Quietly, on tiptoe, Kendra had eased herself outside her room and into the hall, careful to avoid the shards of glass on the carpet. They were so caught up in their discussion they hadn’t even thought she might eavesdrop. She’s followed silently down the stairs, holding her breath, listening, not wanting to hear and yet not able to turn and run back to the safety of her room. What was the point? There was no unknowing what she now knew. From the foot of the stairs just around the corner, out of their line of sight, she listened, hands clenched in tight, painful fists at her side.

‘It was Sadie, wasn’t it?’ her mother was saying. ‘Sadie Myers. I know it was, I saw you with her, and people talk. God, Aaron, I’m not stupid. You used to try to hide it, so at least I wasn’t humiliated in front of all our friends, all our neighbors.’

From around the corner in the stairwell, Kendra watched as her father stooped to kiss her mother. ‘I’m sorry darling. I’m so sorry. I’m not strong like you are. I’ll make it up to you. I promise. It won’t happen again.’

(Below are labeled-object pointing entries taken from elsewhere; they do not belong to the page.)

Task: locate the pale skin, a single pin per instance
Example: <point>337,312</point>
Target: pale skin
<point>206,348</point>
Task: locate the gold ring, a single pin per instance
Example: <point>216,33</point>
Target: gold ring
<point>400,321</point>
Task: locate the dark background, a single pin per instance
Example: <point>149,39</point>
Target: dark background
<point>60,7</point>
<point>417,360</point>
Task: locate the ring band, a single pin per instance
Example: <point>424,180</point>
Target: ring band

But it did. Of course it did.

‘Mom, why do you let him do it?’ she’d asked once when the bastard had actually had the balls to bring one of his bimbos home and pass her off as a colleague. ‘Why don’t you leave him? You’ve got a degree, you can find work. You don’t have to put up with it.’

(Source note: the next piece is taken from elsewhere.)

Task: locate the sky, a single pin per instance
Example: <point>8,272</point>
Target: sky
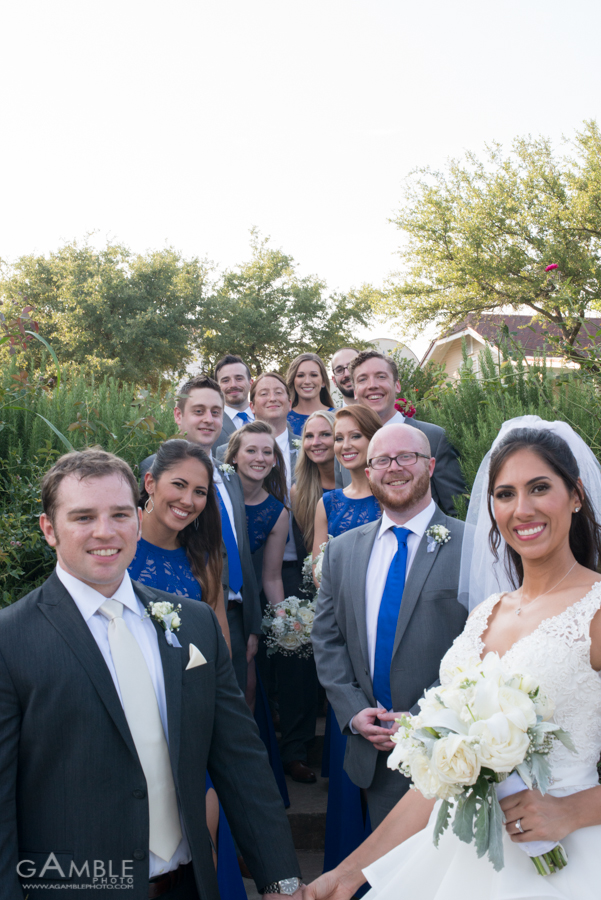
<point>187,123</point>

Her mother had pulled her into her arms and offered the sad little smile she always did. ‘He’s a good provider, Keni, and he loves his family. He just needs a little extra, that’s all. More than I can give him. Someday when you get married and have children of your own, you’ll understand, sweetheart. It’s not always as simple as what you read about in those novels.’

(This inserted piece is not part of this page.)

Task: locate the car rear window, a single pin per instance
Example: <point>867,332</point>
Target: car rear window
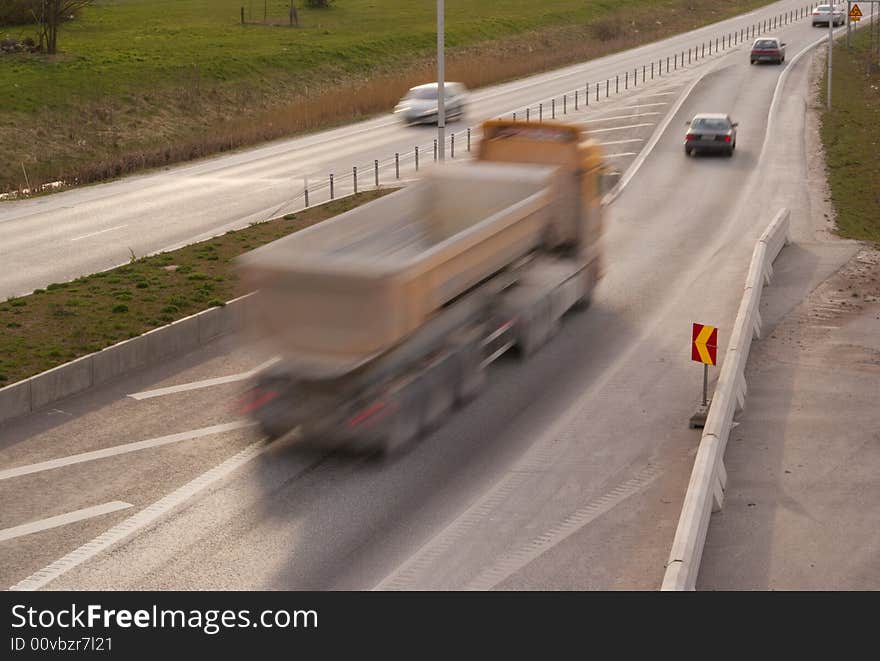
<point>710,124</point>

Simple? It had never been simple. Kendra always knew that. Kendra always knew who had the power and who was willing to sacrifice what. It was like a game of advance and retreat. There was an endless stream of women, and Kendra and her mom got things – a new car, holidays in Spain, nice clothes, new furniture. There was never a lack of things. Ever. And Kendra knew, as well as her mother did, how to manipulate her father for a new outfit, a new computer, new boots. It was control. The only control she had, and she used it. Even when there was nothing she needed, even when she had her own money from her after-school jobs, she never, ever let him forget he owed her, he owed both of them.

As for her mother, well, Kendra was always apathetic toward people who didn’t stand up for themselves. Her mother was weak. Her mother was willing to settle. Kendra promised herself early on that she never would. Kendra promised herself she would always be the one in control. And she had always kept that promise until last year, until she’d been forced to sell the Ryder Agency and flee. Even as terrifying as the whole situation had been, it was still the loss of control that bothered her more than anything else. It was the memory of walking away when she didn’t want to, of being frightened, truly frightened for the first time ever, and not being brave enough to stand and fight, that tore at her. For a moment, for a dark, despairing moment, she had been her mother’s daughter, and it had been the worst moment of her life.